As a brief follow up to her important 2011 book, Never Say Die: The Myth and Marketing of the New Old Age, the writer Susan Jacoby published an editorial in the NY Times this past week. 

Provocatively entitled,  “We’re Getting Old, but We’re Not Doing Anything About It,” she points out that the presence of 5 septuagenarian presidential candidates (Biden, Sanders, Warren, Bloomberg, and Trump) falsely encourages the population to think that 75 really is the new 50 and that aging doesn’t bring with it the risk of frailty, dementia, and disability. Jacoby, in her usual incisive way, argues this view is mistaken—and dangerous.

In fact, while many people do remain vigorous well into their seventies, and a smaller but not inconsequential percentage continue to be robust well into their eighties (and an even smaller percentage into their nineties), the risk of developing one or more medical conditions that get in the way of independence and well-being rises steadily with age. The much vaunted “compression of morbidity,” the dream that we will all remain totally intact until precipitously, preferably during sleep, we die, hasn’t quite materialized. Jacoby cites a study reporting that one in seven people who are 65 years old today can expect to experience 5 or more years of disability before they die. Dementia rates are falling—but since the size and proportion of older people is increasing, the absolute number of people with dementia is projected to rise steadily. According to the Alzheimer’s Association, there are 5.6 million people over 65 with dementia today, there will be 7.8 million in 2025—and 13.8 million in 2050. Frailty remains a major problem: a 2015 population study in the US found that while only 10.7 percent of people age 65-69 were frail, among the 75-79-year-olds the rate was 20.1 percent, and for those aged 85-89, it was 37.9 percent.

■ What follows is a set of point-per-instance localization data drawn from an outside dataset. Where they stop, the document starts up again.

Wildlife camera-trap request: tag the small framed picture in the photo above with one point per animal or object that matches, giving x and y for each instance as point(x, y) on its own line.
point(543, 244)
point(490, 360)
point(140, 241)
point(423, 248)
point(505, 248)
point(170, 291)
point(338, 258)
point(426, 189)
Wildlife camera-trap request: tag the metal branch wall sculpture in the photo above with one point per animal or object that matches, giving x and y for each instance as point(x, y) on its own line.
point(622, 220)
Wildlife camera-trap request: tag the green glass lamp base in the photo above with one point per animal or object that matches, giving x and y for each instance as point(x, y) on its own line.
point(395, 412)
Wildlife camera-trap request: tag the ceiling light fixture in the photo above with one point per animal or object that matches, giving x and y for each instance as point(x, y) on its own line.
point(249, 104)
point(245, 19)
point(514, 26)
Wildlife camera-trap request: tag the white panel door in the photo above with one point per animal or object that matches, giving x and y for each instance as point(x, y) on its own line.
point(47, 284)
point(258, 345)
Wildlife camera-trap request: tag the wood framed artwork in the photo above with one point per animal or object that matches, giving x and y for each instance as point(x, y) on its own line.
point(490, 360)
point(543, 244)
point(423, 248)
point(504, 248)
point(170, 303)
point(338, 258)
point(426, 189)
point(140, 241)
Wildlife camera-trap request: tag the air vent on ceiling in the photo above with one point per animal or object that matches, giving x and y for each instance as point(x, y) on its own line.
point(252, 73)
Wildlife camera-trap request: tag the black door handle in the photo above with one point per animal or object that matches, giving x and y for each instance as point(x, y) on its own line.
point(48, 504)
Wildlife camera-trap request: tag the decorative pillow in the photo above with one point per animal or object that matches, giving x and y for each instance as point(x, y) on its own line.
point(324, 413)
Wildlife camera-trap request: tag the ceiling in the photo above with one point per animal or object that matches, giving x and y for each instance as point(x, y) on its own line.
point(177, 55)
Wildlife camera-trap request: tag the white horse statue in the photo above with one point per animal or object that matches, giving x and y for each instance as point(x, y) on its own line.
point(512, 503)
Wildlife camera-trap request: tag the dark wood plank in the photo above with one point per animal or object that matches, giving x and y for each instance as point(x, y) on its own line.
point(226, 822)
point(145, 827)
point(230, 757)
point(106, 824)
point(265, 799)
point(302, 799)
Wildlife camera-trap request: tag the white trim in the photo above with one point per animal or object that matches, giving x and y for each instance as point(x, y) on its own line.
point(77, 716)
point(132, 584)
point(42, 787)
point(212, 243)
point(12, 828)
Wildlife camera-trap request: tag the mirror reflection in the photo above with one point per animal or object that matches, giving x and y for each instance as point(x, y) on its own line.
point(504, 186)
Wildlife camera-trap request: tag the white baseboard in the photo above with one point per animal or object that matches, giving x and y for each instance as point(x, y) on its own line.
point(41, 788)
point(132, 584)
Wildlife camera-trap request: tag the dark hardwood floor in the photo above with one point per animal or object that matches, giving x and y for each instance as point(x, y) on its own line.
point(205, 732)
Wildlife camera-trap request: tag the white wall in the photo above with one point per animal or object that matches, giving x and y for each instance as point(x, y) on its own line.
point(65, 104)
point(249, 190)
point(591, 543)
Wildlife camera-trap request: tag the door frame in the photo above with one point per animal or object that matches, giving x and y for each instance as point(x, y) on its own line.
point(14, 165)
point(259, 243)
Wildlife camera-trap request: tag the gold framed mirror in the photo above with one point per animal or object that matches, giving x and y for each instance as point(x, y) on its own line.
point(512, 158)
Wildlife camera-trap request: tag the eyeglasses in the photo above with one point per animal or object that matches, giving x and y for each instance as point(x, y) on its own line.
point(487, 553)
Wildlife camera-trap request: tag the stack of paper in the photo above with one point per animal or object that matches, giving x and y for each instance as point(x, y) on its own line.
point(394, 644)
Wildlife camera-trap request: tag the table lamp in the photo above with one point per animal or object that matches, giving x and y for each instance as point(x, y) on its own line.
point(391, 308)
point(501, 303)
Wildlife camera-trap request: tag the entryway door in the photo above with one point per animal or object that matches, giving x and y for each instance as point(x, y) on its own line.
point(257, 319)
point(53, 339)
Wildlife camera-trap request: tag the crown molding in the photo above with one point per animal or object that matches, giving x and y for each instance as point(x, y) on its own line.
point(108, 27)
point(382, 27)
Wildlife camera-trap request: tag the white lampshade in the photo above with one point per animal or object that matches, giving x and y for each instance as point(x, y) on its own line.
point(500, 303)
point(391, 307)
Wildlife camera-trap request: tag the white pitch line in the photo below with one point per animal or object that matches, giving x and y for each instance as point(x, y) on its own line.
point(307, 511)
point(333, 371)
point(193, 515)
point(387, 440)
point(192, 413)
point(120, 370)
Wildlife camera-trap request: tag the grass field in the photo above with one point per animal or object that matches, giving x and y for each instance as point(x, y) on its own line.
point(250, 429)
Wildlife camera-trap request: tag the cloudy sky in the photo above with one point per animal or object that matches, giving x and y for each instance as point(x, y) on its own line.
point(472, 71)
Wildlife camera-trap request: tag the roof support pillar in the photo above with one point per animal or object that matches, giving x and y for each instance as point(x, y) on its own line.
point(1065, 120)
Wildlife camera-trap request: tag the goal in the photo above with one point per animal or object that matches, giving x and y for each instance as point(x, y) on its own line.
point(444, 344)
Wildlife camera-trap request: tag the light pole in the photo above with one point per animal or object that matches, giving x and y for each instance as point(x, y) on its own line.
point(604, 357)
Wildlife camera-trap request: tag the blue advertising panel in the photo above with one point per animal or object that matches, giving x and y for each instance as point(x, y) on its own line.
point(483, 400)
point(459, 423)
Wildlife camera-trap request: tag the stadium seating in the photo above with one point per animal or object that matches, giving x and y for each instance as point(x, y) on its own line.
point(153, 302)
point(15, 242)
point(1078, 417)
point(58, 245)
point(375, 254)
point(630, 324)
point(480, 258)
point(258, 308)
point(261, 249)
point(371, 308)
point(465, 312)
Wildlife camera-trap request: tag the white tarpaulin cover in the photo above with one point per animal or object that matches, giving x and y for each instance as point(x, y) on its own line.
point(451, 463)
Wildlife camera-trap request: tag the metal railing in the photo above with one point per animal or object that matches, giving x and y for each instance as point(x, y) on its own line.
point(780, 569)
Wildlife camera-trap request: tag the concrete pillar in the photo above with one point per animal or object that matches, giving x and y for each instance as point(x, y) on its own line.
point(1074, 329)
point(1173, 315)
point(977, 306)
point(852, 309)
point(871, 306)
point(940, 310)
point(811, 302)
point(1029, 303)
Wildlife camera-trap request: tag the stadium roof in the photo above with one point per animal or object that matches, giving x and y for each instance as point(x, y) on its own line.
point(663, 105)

So, what are the implications of this reality? Jacoby offers three: provide more support for caregivers; encourage employers to allow vigorous older adults to continue working; and address various medical ethical issues such as physician assisted suicide. This is a good beginning—and about as much as one can reasonably put into a NY Times op-ed—but there are many others.

Here are a few additions: In the arena of housing, we need far more housing that is handicapped accessible. Doorways should be wide enough for wheelchairs, buildings should be on a single level or have elevators. In the domain of urban planning, communities need to be walkable with extensive and accessible public transportation. In terms of medical care, the overriding issue is not care of the dying, but how best to care for the living. We need far more attention to function: to maintaining and fostering basic abilities such as mobility and higher-level abilities such as cooking and shopping. To achieve this end, physicians need to assess function, they need to know how to diagnose frailty, and they need to know how to promote and support function. Physicians also need to determine the old person’s goals of care and to work with patients and family caregivers to develop an approach to treatment that is consistent with those goals.

The new year will begin in just two days. Among our resolutions for the coming year should be a commitment to making America a better place for us as we get old—and I agree with Jacoby that we should abandon the foolish euphemism “older people” and stick with plain “old.” This should be a resolution we actually follow.